9. Markets rise on optimism but die in euphoria... we have not hit euphoria yet. Too much pessimism out there... your post is evidence of exactly that.
10. See #7 explanation.

Let the charts tell the story so you don’t see what you want to see. When you are biased you don’t see clearly. A bearish bias will make resistance look strong and support look weak while a bullish bias will make resistance look weak and support look strong.

The chart to me has always and continues to be a classic consolidation pattern in an otherwise bullish long term trend. I will continue to expect that to continue till it doesn’t no matter how I feel about the world going on around me.
TradeProperly
@ProphAC, appreciate the detailed answer.
No doubt price action is always the most important thing...however it is always good to relate to the other effects and not ignore them.

Can I understand you are bullish on the market then? or riding the trend as it goes? - will be happy to hear your opinion
ProphAC
@TradeProperly,

I’m a self taught market technician for the most part and I personally trade with price action setups but I’m also a sales person for a wealth management firm that manages based upon fundamentals. So I see both sides, fundamentals and technicals. I agree that price action isn’t everything so I’m all for making market calls based upon outside influences if they are the right influences.

To me this is an obvious correction both fundamentally and technically. This bull market will undoubtedly come to an end but the reasons you have given existed a year ago and will still exist 2 years from now. Those types of reasons don’t help us trade better. Those types of reasons cause investors to worry and sell prematurely and I could add 2 dozen more reasons to your list but every bull market has a long list of reasons to sell and the market just devours them as it climbs higher as if the reasons to sell are feeding it. Once the fuel of worry and fear starts to run dry then we should look to sell.
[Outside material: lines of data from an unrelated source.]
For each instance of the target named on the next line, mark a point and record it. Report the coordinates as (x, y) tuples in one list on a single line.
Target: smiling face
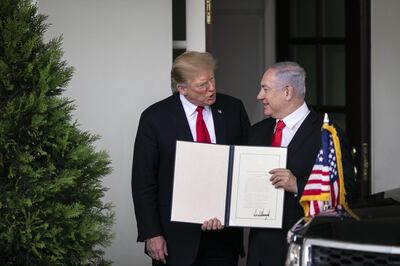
[(200, 89), (274, 98)]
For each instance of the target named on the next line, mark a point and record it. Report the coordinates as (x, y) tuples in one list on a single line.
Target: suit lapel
[(311, 122), (179, 119), (219, 122)]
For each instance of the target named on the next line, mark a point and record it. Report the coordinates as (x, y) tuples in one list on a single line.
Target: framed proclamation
[(230, 183)]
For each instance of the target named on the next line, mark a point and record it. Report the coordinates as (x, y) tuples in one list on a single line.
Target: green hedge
[(51, 209)]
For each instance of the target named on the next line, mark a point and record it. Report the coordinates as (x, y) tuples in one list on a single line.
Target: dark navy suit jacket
[(159, 127), (268, 246)]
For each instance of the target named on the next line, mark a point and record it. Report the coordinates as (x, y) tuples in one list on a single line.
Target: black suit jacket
[(159, 127), (268, 246)]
From a chart perspective, this correction pattern looks nothing like a market top historically and every thing like a correction and consolidation pattern. Those types of patterns feed on fear to build a foundation of selling to make another move to new all time highs. Today’s technicians are obsessed with calling the bear, so much so that they don’t see what is right in front of them. A larger and smaller “W” pattern with a backfill to kiss the back side of the larger “W” pattern is a quality setup but not ideal b/c your bullish entry point is harder to call. The breaking of the trend line on the smaller “W” pattern allowed the market to push through the trend line break of the larger “W”... this push left the market exhausted so it spent several days consolidating above the 100 and above the larger “W” pattern trend line it just broke. The bulls were in complete control because they held it in this position till enough price pressure had built back up to make its next run which it is doing now.
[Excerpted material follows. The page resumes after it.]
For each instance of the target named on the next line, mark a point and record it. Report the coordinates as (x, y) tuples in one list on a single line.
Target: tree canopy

From here we have multiple paths the market could take but I see the S&P500 hitting 3100 in the next 6-9 months. I find it very hard to believe this is the beginning of a bear based upon my POV but the market humbles everyone of us so we will see. Good luck in your trading!
TradeProperly
@ProphAC, will be happy to follow you and learn more from your perspective - I personally always like to learn.
As far as the markets - we need to wait and see how it will develop - completely agree.